Александр, по обыкновению своему молчаливый, не ответил.

У Дмитрия Александровича не было иллюзий. Он не надеялся вновь найти «блестящий Санкт-Петербург» своего детства. Но зато он будет слышать кругом родной язык и родная земля покроет его останки, когда он отдаст душу.

– Даже красные не могут мне этого запретить.

И кстати, существовали ли еще эти красные? Невозможно было вовсе отказать в законности государству, с такой славой разгромившему захватчиков. Независимость более ценна, чем свобода. Да и слово свобода никогда не воодушевляло бывшего лейтенанта. Он происходил из рода, для которого слава была синонимом служения: стремление к свободе казалось его предкам и ему идеалом раба. А если там не было частной собственности, то что же – без нее Псарь легко обойдется: для него было важнее принадлежать стране, чем обладать в ней чем-либо. Каким облегчением будет сжечь этот ничейный паспорт, носящий название Нансеновского! И Александр вырастет в своей стране, научится служить ей, даже в кадетском корпусе – он вновь появился под названием Суворовское училище.

Странной была для Дмитрия Александровича его первая встреча с «товарищами». Когда он нажимал на кнопку звонка советского посольства, ему казалось, что мир должен взорваться, как если бы частица материи столкнулась с частицей антиматерии. Но мир не взорвался, и советские показались эмигранту более или менее нормальными соотечественниками.

Позже он рассказал своим настоящим товарищам, корнетам и лейтенантам, которым было уже под пятьдесят:

– Знаете, нет у них ни рогов, ни раздвоенных копыт.

Но что его удивило, это встреченное им у «товарищей» бюрократическое высокомерие, открытое ощущение превосходства… Ему дали понять, что речь идет не о примирении, а о прощении. А чтобы его заслужить, он должен был униженно покаяться, признать свои ошибки, и не только политические. Манеры его, например, указывали на степень его упадка. Однажды, перелистывая том Ленина, Дмитрий Александрович привычно послюнявил палец, и немедленно на него уставились орлиный нос и угрожающие очки учителя «катехизиса»:

– Никогда больше этого не делайте. У нас это признак плохого воспитания.

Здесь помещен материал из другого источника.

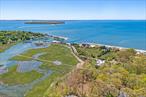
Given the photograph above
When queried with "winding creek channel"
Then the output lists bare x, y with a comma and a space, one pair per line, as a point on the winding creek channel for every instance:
20, 90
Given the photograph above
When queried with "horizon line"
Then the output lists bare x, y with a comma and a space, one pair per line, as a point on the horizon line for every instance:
70, 19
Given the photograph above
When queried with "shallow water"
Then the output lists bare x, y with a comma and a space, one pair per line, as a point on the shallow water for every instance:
126, 33
20, 90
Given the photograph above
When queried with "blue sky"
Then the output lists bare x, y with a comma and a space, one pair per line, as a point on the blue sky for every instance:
73, 9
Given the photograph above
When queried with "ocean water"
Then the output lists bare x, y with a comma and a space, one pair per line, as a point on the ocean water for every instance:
124, 33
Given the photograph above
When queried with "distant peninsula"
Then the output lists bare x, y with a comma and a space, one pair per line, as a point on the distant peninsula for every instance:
44, 22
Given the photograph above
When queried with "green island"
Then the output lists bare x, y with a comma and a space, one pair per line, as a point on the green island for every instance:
79, 70
45, 22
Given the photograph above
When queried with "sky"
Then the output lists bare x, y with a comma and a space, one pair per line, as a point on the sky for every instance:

Но прежде всего он должен был заполнить страницы и страницы формуляров анкеты. Он должен был не только исповедаться во всех своих грехах против советского правительства, но составить полный перечень всех своих родственников без исключения и написать их биографии. Он приуменьшил свои подвиги и заявил, что все его родственники умерли. Навязчивая идея всех возвращенцев – не повредить тем, кто нашел способ выжить там – пришла и к нему.

Он просыпался по ночам:

– Должен ли я был двоюродного брата Алешу объявить мертвым или вовсе не упоминать о нем?

Затем наступил период реабилитации. Прошедший исповедь и как будто прощенный, блудный сын должен был теперь приобщиться к доктрине.

Были организованы вечерние курсы, на них эмигранты встречались, едва осмеливаясь глядеть друг на друга, три раза в неделю. Они давились лекциями о преступлениях царя и заучивали наизусть «учение» Маркса, Энгельса, Ильича и, разумеется, самого великого гения, величайшего полководца, философа, экономиста, самого великого вождя всех народов и всех времен, того, чье имя-отчество произносилось со смесью заискивающей нежности и почтительной мужественности: Иосифа Виссарионовича. Само собой, нельзя было и помыслить подойти к этой литургии хотя бы с йотой юмора: революционность прежде всего серьезна.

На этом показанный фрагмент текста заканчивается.